This study presents a statistical approach for identifying transitions between climate states, referred to as breakpoints in the econometric literature, using well-established econometric tools for breakpoint detection. We analyze a record of the stable oxygen isotope ratio 𝛿18O, covering 67.1 million years, derived from benthic foraminifera. The dataset is presented in Westerhold et al. (2020) [Science 369, 1383-1387], where the authors use recurrence analysis to identify six climate states: Warmhouse I, Hothouse, Warmhouse II, Coolhouse I, Coolhouse II, and Icehouse, and thus five transitions.

Estimation necessitates a constant observation frequency. We employ mean binning. We explore three model specifications. The first model is a state-dependent mean model, which is equivalent to modeling an abrupt break in the mean of 𝛿18O for each climate state. The second model expands this by including a state-independent autoregressive term, which can be interpreted as making the transitions between states more gradual. The final model expands on the second model by letting the autoregressive term be state-dependent as well, allowing for state-specific autoregressive dynamics. All models incorporate an error term with state-dependent variance.
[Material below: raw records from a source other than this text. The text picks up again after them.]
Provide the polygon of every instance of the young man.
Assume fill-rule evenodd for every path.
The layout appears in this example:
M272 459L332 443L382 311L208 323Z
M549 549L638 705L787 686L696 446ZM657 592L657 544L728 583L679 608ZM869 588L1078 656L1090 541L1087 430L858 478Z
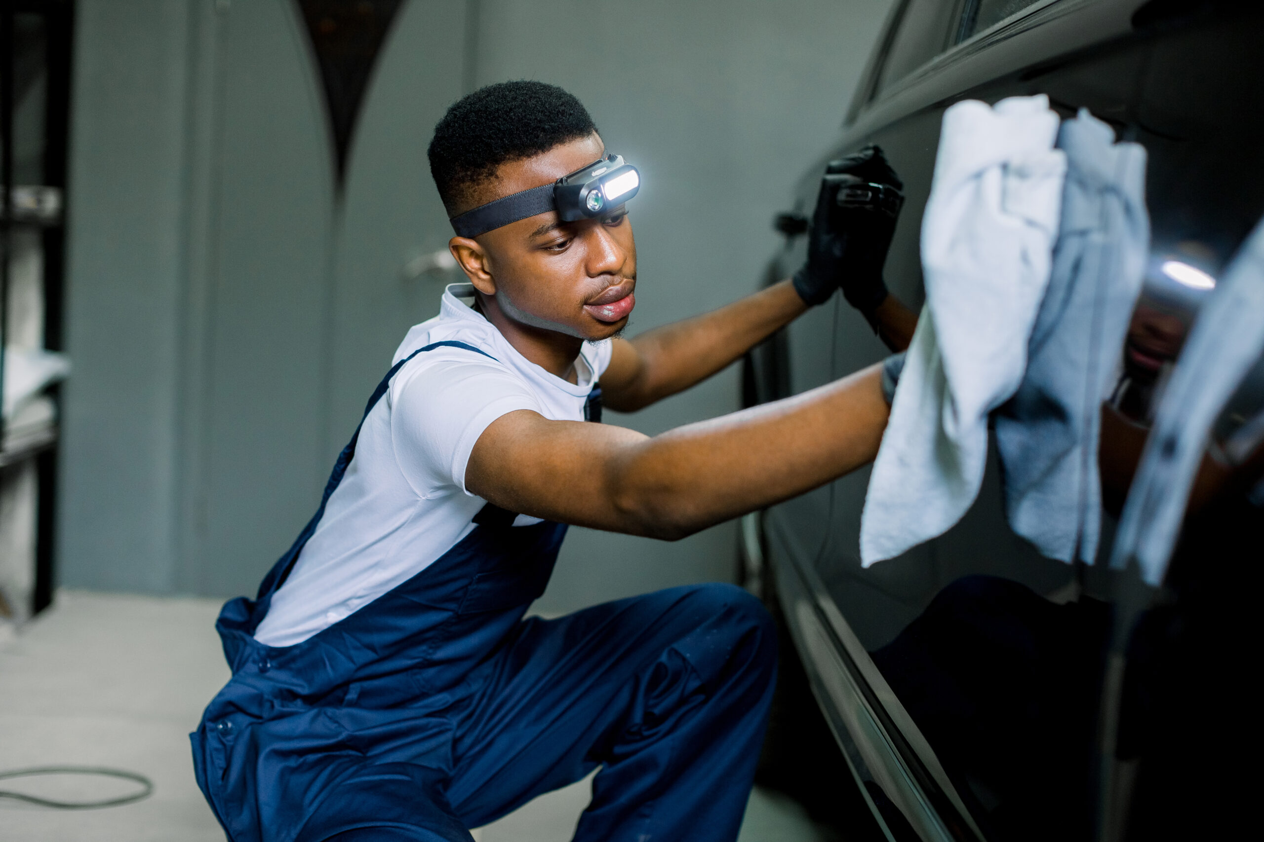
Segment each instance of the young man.
M230 838L468 841L598 766L575 838L736 838L775 674L758 601L705 584L522 615L565 524L676 539L873 458L880 366L653 438L592 422L598 380L605 405L646 406L841 282L906 341L881 282L894 220L848 244L828 175L793 282L622 340L627 211L564 222L552 188L605 155L584 107L537 82L483 88L437 125L469 284L404 337L316 516L220 616L234 675L192 740ZM897 184L880 153L848 168Z

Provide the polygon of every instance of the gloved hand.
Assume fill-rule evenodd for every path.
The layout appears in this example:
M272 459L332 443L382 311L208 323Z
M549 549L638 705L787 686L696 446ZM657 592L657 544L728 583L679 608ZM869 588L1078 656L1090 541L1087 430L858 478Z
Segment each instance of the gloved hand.
M866 317L882 303L882 264L904 205L902 187L878 146L829 163L811 218L808 260L793 279L808 304L829 300L838 287Z

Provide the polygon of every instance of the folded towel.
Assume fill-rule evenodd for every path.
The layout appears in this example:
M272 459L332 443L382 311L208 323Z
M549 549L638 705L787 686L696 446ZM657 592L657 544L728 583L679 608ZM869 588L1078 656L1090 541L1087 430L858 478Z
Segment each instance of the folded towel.
M1264 352L1264 220L1194 318L1120 515L1111 567L1159 586L1216 417ZM899 391L896 393L899 395Z
M1049 282L1066 157L1044 96L944 112L921 220L927 304L861 515L861 562L943 534L978 495L987 415L1018 389Z
M1092 562L1101 531L1097 439L1150 246L1145 149L1087 110L1062 124L1062 223L1028 369L996 413L1010 526L1049 558Z

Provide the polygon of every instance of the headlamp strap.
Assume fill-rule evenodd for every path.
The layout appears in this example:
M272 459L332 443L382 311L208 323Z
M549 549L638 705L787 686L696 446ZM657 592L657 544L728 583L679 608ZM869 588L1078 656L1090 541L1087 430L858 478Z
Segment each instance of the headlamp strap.
M494 202L480 205L474 210L465 211L460 216L449 220L453 230L459 237L477 237L487 234L492 228L509 225L518 220L525 220L536 213L554 210L554 187L556 184L541 184L528 191L511 193Z

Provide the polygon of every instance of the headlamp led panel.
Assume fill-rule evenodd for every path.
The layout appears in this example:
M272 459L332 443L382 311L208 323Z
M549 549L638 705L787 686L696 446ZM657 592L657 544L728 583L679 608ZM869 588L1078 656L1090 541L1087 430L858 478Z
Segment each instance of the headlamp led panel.
M607 155L552 184L542 184L480 205L449 222L460 237L477 237L528 216L556 211L562 222L609 213L641 189L641 173L619 155Z
M562 222L592 218L618 207L641 189L641 174L621 155L605 158L576 169L557 181L554 201Z

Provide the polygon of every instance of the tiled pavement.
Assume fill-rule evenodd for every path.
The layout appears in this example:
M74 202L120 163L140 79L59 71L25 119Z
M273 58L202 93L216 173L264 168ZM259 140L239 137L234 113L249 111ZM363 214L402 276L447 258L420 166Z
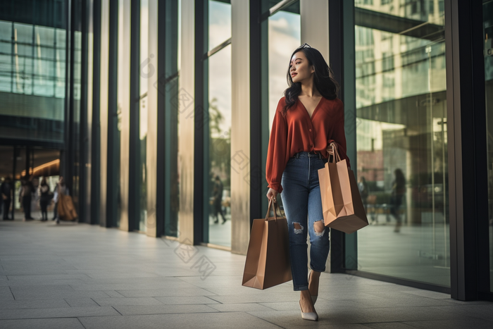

Fixing the number of breakpoints to five, the resulting breakpoint estimates closely align with those identified by Westerhold et al. (2020) across various binning frequencies and model specifications, demonstrating the robustness of the approach and corroborating the dating of the climate states of Westerhold et al. (2020) with time series analysis. Our approach offers the advantage of constructing confidence intervals for the breakpoints, providing a measure of estimation uncertainty, and it allows testing for the number of breakpoints in the time series.

In conclusion, our study presents a statistically rigorous approach to identifying transitions between climate states as well as their confidence intervals and the number of breakpoints.